In the Digital Image Processing Book by Rafael C. Gonzalez and Richard E. Woods, section 4.4 "The Discrete Fourier Transform of one variable". We get $$ \tilde{F}(\mu)=\int_{-\infty}^{\infty}\tilde{f}(t)e^{-j2\pi\mu t}dt=\sum_{n=-\infty}^{\infty}f_ne^{-j2\pi\mu n\Delta T} $$ where $\tilde{f}(t)=\sum_{n=-\infty}^{\infty}f(t)\delta(t-n\Delta T)$ is the sampled function using an impulse train $\Delta T$ units apart. $\tilde{F}(\mu)$is the Fourier transform of $\tilde{f}(t)$ and $f_n=f(n\Delta T)$.
Now the authors continue:
Although $f_n$ is a discrete function, its Fourier transform $\tilde{F}(\mu)$ is continuous and infinitely periodic with period $1/\Delta T$. Therefore, all we need to characterize $\tilde{F}(\mu)$ is one period, and sampling one period of this function is the basis for the DFT.

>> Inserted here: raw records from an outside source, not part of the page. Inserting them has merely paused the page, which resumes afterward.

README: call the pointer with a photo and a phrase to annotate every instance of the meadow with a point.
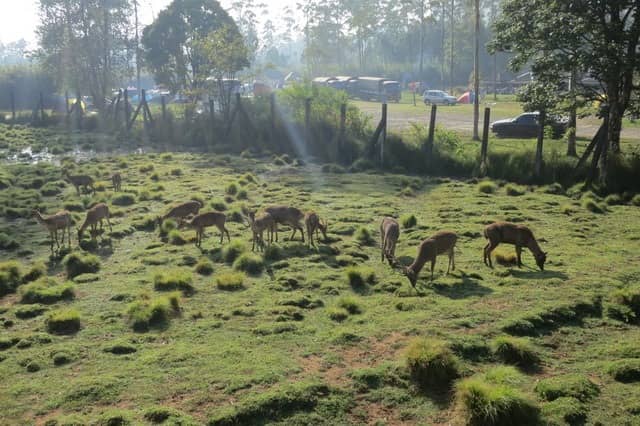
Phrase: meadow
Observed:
(142, 327)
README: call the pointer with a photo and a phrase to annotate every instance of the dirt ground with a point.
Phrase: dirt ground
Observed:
(453, 118)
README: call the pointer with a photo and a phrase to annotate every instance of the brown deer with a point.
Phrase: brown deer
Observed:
(204, 220)
(55, 222)
(510, 233)
(258, 225)
(95, 215)
(440, 243)
(289, 216)
(181, 211)
(116, 180)
(389, 233)
(314, 224)
(79, 181)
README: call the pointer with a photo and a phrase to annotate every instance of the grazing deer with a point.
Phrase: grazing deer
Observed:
(289, 216)
(53, 223)
(181, 211)
(203, 220)
(258, 225)
(313, 224)
(116, 180)
(510, 233)
(80, 180)
(389, 232)
(440, 243)
(95, 215)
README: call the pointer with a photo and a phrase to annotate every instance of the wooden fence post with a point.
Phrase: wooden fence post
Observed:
(430, 135)
(485, 141)
(538, 165)
(13, 106)
(307, 121)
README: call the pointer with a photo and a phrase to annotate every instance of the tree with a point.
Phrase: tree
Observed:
(597, 40)
(85, 44)
(174, 44)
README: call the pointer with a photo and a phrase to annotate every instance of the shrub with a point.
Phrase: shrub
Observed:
(485, 404)
(487, 187)
(77, 263)
(10, 277)
(230, 281)
(363, 236)
(63, 321)
(175, 279)
(514, 350)
(233, 250)
(357, 277)
(350, 304)
(514, 190)
(408, 221)
(624, 370)
(337, 314)
(47, 291)
(123, 199)
(145, 313)
(431, 363)
(249, 263)
(204, 266)
(571, 385)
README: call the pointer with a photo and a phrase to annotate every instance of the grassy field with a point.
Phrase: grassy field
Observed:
(153, 329)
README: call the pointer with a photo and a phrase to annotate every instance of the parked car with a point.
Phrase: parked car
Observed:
(438, 97)
(526, 126)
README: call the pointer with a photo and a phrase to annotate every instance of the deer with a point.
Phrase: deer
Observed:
(290, 216)
(204, 220)
(95, 215)
(53, 223)
(518, 235)
(258, 225)
(440, 243)
(181, 211)
(80, 180)
(389, 233)
(116, 180)
(313, 223)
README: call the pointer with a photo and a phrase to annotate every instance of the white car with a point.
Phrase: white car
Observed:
(438, 97)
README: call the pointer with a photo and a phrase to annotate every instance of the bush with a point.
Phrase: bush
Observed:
(408, 221)
(349, 304)
(337, 314)
(514, 350)
(63, 321)
(357, 277)
(10, 277)
(431, 363)
(514, 190)
(145, 313)
(123, 199)
(571, 385)
(363, 236)
(249, 263)
(624, 370)
(204, 266)
(46, 291)
(175, 279)
(487, 187)
(230, 281)
(233, 250)
(486, 404)
(77, 263)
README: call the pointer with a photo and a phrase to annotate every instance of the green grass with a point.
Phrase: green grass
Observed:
(282, 346)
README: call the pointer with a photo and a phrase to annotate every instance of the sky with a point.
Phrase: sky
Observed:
(19, 18)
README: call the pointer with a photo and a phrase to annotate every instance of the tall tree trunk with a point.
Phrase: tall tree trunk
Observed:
(476, 72)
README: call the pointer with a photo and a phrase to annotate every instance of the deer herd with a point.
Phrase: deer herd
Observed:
(188, 213)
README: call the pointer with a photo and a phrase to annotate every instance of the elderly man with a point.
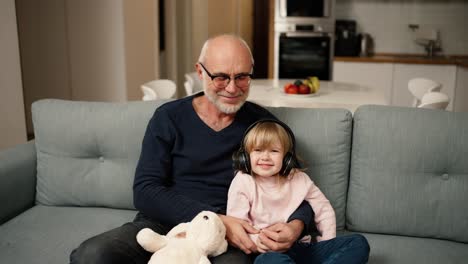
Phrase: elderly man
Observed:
(185, 164)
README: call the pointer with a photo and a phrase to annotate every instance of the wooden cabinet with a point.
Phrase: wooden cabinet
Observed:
(402, 73)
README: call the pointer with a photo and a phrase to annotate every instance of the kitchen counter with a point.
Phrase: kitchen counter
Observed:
(268, 92)
(460, 60)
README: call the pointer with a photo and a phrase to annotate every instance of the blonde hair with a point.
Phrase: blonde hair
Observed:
(265, 134)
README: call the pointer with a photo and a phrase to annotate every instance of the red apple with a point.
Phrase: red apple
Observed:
(293, 89)
(304, 89)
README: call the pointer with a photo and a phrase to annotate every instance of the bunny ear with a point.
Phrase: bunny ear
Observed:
(150, 240)
(179, 230)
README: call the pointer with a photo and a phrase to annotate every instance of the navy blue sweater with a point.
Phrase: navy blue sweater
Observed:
(185, 166)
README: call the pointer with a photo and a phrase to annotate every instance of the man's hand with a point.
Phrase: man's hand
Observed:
(237, 233)
(280, 237)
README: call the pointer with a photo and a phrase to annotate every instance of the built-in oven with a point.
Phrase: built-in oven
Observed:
(303, 52)
(304, 39)
(303, 11)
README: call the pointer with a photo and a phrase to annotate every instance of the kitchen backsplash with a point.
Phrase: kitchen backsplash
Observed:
(387, 21)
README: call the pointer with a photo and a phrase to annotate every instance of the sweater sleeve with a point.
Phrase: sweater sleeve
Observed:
(324, 214)
(238, 204)
(151, 192)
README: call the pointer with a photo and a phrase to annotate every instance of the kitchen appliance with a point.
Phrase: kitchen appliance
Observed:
(367, 45)
(304, 39)
(347, 41)
(303, 11)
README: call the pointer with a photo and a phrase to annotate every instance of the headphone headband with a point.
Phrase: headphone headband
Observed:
(266, 120)
(241, 159)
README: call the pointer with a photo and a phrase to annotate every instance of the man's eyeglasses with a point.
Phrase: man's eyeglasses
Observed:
(222, 80)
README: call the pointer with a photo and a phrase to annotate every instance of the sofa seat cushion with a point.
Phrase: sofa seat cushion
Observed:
(409, 173)
(87, 151)
(410, 250)
(47, 234)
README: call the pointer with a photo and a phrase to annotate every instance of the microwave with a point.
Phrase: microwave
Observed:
(303, 11)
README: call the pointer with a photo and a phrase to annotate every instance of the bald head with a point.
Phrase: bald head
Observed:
(225, 44)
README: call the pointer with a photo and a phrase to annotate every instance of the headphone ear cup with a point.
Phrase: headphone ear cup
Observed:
(289, 162)
(246, 163)
(241, 161)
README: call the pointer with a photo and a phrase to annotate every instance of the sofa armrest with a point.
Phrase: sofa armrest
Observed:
(17, 180)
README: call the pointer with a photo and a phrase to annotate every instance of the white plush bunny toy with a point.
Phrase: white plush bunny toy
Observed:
(187, 243)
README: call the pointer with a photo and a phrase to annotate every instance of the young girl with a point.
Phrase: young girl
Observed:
(269, 187)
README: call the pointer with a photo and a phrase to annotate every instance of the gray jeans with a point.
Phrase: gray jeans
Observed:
(119, 245)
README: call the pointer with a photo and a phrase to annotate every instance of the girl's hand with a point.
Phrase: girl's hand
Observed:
(280, 237)
(237, 233)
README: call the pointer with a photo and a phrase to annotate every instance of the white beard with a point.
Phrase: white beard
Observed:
(225, 108)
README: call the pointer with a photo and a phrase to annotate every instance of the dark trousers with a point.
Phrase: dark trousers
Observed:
(352, 249)
(119, 245)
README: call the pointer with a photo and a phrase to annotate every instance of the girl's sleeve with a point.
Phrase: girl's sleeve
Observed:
(324, 214)
(238, 204)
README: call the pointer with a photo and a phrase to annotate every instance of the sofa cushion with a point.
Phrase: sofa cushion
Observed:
(48, 234)
(410, 250)
(409, 173)
(323, 141)
(87, 151)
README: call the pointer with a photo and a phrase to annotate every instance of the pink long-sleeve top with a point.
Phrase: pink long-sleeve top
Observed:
(263, 201)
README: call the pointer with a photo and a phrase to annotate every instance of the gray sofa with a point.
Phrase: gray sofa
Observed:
(397, 175)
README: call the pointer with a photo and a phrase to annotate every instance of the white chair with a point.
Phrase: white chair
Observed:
(192, 83)
(420, 86)
(434, 100)
(158, 89)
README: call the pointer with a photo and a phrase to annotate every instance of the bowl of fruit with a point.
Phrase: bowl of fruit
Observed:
(302, 88)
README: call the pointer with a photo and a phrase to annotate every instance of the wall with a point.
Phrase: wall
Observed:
(12, 121)
(387, 21)
(87, 50)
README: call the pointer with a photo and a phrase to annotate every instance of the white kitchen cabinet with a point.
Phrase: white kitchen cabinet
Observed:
(378, 76)
(461, 90)
(402, 73)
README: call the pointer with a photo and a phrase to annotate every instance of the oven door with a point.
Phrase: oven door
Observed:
(294, 8)
(302, 54)
(306, 11)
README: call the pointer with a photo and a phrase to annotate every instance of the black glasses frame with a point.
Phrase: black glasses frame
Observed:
(236, 77)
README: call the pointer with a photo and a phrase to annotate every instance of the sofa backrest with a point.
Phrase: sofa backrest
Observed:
(323, 141)
(87, 151)
(409, 173)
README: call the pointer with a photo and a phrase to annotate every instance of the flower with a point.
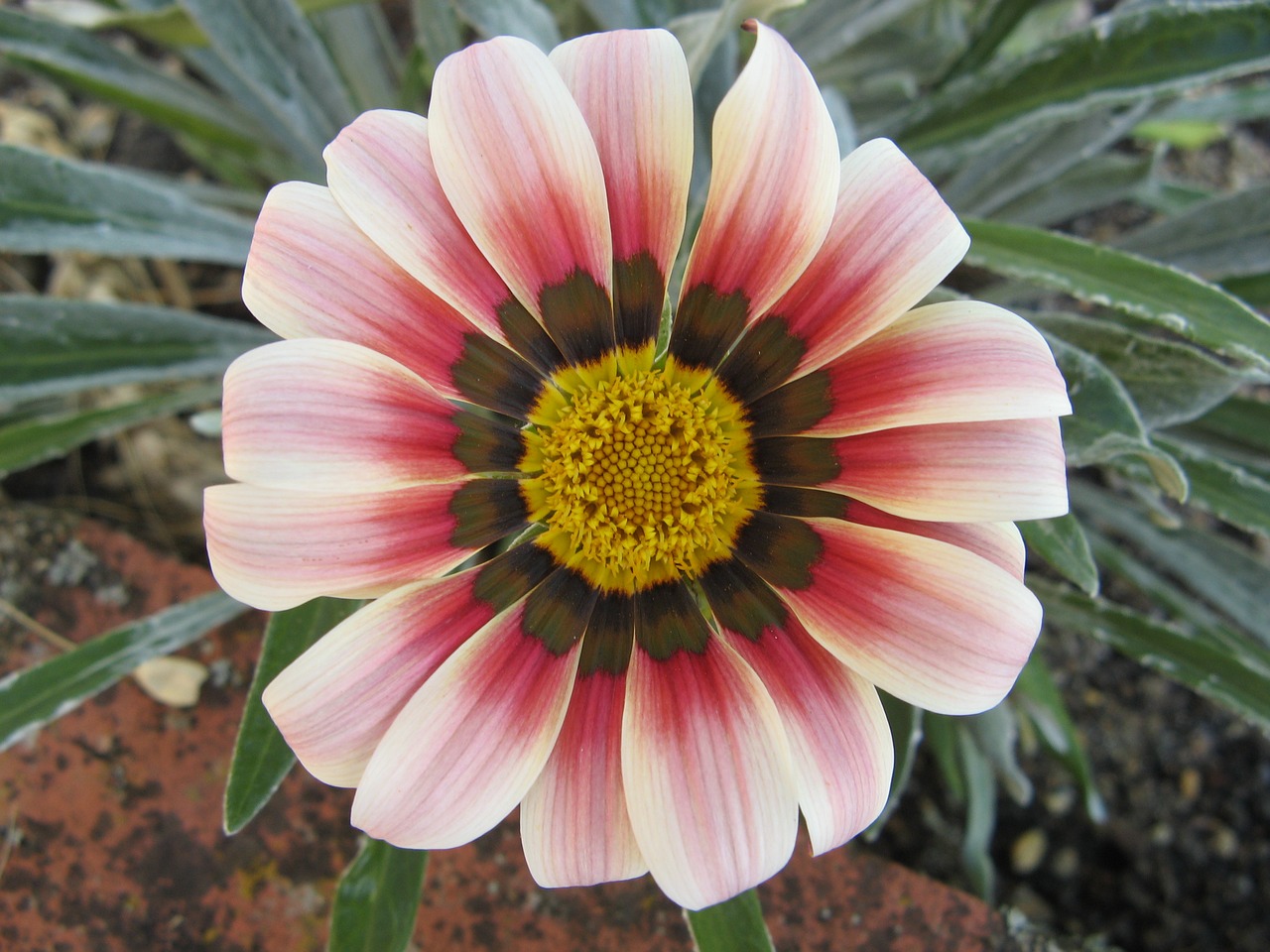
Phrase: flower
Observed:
(698, 557)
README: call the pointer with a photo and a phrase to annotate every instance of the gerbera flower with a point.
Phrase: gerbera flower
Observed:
(699, 556)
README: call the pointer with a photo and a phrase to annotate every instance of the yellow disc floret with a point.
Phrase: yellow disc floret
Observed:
(639, 474)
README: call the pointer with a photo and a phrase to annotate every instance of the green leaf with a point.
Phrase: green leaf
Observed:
(59, 204)
(262, 758)
(1118, 59)
(282, 64)
(94, 66)
(1152, 293)
(26, 442)
(734, 925)
(377, 898)
(1164, 648)
(1222, 488)
(36, 696)
(50, 347)
(1062, 543)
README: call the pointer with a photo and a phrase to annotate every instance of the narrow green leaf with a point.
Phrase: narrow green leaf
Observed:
(734, 925)
(262, 758)
(377, 898)
(280, 60)
(32, 697)
(93, 64)
(1118, 59)
(50, 347)
(60, 204)
(27, 442)
(1152, 293)
(1213, 671)
(1062, 543)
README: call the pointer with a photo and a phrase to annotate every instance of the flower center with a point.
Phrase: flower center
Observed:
(639, 474)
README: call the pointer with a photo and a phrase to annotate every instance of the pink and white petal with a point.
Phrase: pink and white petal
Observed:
(634, 91)
(276, 548)
(1000, 542)
(312, 273)
(774, 180)
(572, 821)
(467, 747)
(330, 416)
(335, 702)
(380, 171)
(929, 622)
(949, 362)
(957, 471)
(708, 779)
(520, 168)
(892, 241)
(842, 749)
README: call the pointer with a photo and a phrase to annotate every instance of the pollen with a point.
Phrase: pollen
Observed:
(640, 476)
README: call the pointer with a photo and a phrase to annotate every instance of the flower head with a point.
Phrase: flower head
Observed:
(699, 551)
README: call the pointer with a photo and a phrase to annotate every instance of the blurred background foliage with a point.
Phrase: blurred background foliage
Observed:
(1069, 136)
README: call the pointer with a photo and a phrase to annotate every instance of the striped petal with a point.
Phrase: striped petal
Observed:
(953, 362)
(634, 91)
(520, 168)
(330, 416)
(707, 774)
(842, 749)
(381, 175)
(470, 743)
(277, 548)
(334, 702)
(893, 239)
(572, 821)
(771, 199)
(957, 471)
(312, 273)
(926, 621)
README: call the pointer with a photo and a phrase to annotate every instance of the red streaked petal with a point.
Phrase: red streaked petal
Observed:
(336, 699)
(277, 548)
(949, 362)
(520, 167)
(708, 780)
(774, 180)
(957, 471)
(330, 416)
(892, 240)
(313, 273)
(572, 821)
(929, 622)
(842, 749)
(634, 91)
(1000, 542)
(380, 171)
(470, 743)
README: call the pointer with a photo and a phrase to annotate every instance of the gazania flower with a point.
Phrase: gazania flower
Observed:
(698, 552)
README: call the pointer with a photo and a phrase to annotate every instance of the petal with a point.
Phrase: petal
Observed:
(572, 821)
(520, 168)
(770, 203)
(330, 416)
(952, 362)
(313, 273)
(470, 743)
(708, 780)
(336, 699)
(277, 548)
(929, 622)
(893, 239)
(634, 91)
(957, 471)
(380, 171)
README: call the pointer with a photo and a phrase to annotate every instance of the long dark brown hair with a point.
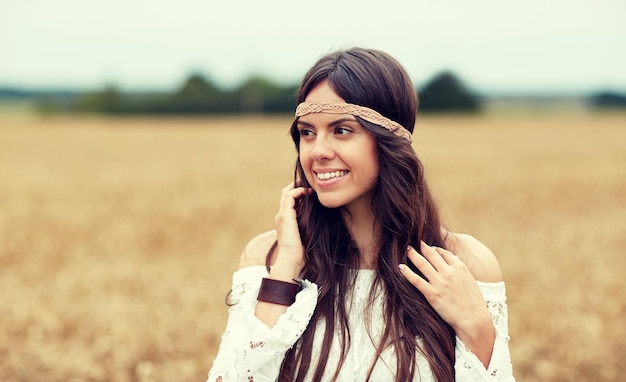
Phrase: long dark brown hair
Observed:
(405, 211)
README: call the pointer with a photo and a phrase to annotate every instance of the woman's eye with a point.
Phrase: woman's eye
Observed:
(342, 130)
(306, 132)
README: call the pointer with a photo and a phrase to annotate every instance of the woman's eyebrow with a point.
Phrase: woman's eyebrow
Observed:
(332, 124)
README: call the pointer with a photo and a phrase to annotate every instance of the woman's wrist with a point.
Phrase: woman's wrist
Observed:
(479, 336)
(285, 269)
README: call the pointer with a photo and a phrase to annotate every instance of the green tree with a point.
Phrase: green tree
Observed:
(446, 93)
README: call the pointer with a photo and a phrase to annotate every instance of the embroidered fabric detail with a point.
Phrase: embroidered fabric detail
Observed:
(251, 351)
(366, 113)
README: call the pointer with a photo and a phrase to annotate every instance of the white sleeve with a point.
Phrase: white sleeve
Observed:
(468, 367)
(250, 350)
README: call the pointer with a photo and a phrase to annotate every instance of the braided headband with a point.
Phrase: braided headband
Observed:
(358, 111)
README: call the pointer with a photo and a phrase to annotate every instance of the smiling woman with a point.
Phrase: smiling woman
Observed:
(366, 304)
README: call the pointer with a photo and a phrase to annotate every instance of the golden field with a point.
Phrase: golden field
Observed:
(118, 236)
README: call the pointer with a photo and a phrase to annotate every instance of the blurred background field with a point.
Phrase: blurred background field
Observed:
(119, 235)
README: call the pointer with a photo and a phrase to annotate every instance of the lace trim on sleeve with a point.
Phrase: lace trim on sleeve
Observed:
(468, 367)
(249, 348)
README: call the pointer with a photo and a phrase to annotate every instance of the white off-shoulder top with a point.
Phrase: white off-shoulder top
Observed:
(251, 351)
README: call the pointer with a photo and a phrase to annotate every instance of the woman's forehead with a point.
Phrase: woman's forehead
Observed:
(323, 93)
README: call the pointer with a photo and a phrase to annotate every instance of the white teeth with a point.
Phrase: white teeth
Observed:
(329, 175)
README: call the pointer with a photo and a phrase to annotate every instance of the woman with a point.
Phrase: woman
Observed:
(383, 291)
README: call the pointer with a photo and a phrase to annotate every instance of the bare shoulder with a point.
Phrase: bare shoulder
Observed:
(256, 250)
(481, 262)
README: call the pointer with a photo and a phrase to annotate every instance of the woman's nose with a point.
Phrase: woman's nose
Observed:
(322, 150)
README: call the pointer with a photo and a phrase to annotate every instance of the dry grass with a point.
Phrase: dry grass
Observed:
(119, 236)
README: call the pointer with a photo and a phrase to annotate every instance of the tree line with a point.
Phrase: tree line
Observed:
(198, 95)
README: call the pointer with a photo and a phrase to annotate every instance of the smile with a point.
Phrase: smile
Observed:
(330, 175)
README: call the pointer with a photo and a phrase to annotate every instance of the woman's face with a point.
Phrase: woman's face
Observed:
(339, 157)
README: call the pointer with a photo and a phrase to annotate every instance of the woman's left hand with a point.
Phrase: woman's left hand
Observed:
(453, 292)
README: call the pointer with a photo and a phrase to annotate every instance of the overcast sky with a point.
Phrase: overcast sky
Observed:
(494, 45)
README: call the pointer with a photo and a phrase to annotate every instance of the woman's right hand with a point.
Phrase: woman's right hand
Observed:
(289, 257)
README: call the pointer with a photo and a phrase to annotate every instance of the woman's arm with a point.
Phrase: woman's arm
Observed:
(249, 348)
(450, 285)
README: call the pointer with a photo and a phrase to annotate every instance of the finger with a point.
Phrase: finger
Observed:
(449, 257)
(421, 263)
(289, 196)
(415, 279)
(288, 187)
(432, 256)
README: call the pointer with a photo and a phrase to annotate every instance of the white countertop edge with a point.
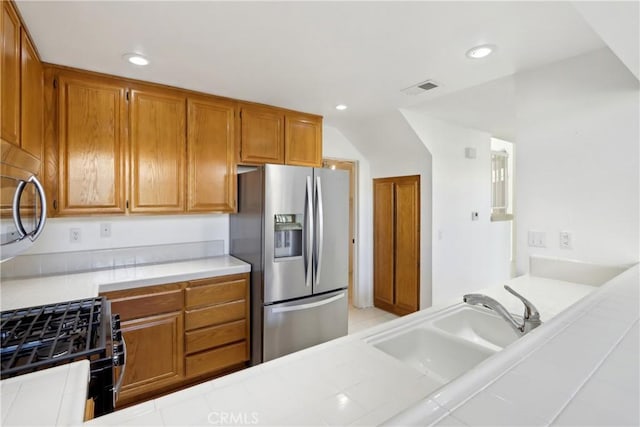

Suppose that we want to obtain M equally spaced samples of $\tilde{F}(\mu)$ taken over the one period interval from $\mu=0$ to $\mu=1/\Delta T$. This is accomplished by taking the samples at the following frequencies: $$ \mu=\frac{m}{M\Delta T} \qquad m = 0, 1, 2, ..., M - 1 $$ Substituting this result for $\mu$ into the first equation and letting $F_m$ denote the result yields $$ F_m=\sum_{n=0}^{M-1}f_ne^{-j2\pi mn/M} \qquad m = 0, 1, 2, ..., M - 1 $$ This expression is the discrete Fourier transform we are seeking.
Now what I don't understand is the reason why they change the limits of the summation from $-\infty$ and $\infty$ to 0 and $M-1$. How can they "truncate" the summation to get this result. I really don't get it and have been struggling for days. Please explain!